The high prevalence and complex management of prostate cancer (PCa) have imposed significant amounts of investment in healthcare systems (1,2). The wide spectrum of aggressiveness of PCa, ranging from an indolent disease that can be managed with surveillance to an aggressive disease with a poor prognosis, necessitates accurate diagnosis and classification. Tumor grading using the Gleason/ISUP score is the main prognostic factor, and together with staging, indicates the choice of treatment and probable outcome (3,4). Histological analysis and Gleason/ISUP grading are currently conducted subjectively by pathologists, and although there are many initiatives aiming to train as many specialists as possible, the number of pathologists is insufficient for dealing with the increasing number and complexity of the actual requirements (5-7).

Among expert uropathologists, the disagreement in determination based on the Gleason score reaches up to 12%; however, this number increases to 50% when considering generalist pathologists (8,9).

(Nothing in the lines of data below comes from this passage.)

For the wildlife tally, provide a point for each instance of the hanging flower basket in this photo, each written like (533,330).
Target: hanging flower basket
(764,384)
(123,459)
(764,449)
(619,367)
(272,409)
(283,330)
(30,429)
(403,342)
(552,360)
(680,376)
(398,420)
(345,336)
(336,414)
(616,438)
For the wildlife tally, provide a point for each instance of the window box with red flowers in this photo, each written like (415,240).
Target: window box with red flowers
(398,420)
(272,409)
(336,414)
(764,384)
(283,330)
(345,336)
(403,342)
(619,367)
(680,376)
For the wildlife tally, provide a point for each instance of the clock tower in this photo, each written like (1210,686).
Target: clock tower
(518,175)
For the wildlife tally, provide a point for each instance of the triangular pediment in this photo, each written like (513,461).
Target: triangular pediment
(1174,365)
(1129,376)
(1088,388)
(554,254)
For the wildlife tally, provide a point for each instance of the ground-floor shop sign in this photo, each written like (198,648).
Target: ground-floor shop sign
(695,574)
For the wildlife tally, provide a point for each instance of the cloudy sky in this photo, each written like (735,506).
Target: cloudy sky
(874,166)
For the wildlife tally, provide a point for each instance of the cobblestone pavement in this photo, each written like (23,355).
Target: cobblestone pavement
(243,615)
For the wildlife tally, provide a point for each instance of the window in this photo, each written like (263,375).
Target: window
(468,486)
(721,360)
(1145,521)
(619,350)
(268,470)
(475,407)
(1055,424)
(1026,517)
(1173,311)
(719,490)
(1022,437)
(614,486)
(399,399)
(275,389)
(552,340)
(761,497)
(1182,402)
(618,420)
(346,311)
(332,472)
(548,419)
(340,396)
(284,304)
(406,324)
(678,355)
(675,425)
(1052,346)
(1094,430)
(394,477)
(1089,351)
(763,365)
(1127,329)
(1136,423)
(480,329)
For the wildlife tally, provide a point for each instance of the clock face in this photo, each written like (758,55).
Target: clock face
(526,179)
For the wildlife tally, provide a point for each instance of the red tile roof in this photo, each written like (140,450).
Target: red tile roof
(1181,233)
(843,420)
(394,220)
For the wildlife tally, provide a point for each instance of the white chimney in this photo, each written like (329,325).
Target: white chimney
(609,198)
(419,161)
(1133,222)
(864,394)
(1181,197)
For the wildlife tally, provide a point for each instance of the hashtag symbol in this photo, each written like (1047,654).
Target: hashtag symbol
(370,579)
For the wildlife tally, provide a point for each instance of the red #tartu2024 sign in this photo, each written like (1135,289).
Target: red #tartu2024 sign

In the last few years, the field of knowledge on artificial intelligence has rapidly increased. Machine learning has become prevalent, and is present in many high-tech products, including web search results, speech recognition in smartphones, and video recommendations, among other tasks.

In 2006, Hinton et al. (10) described how to train a machine that is capable of recognizing handwritten digits with high precision (>98%), an approach they called “deep learning.”

Deep learning is a branch of artificial intelligence that processes data and creates patterns for use in decision-making (11). In recent years, researchers have tried to solve the problem of PCa diagnosis and grading using deep learning techniques to overcome the current limitations of human-made diagnoses (12-14).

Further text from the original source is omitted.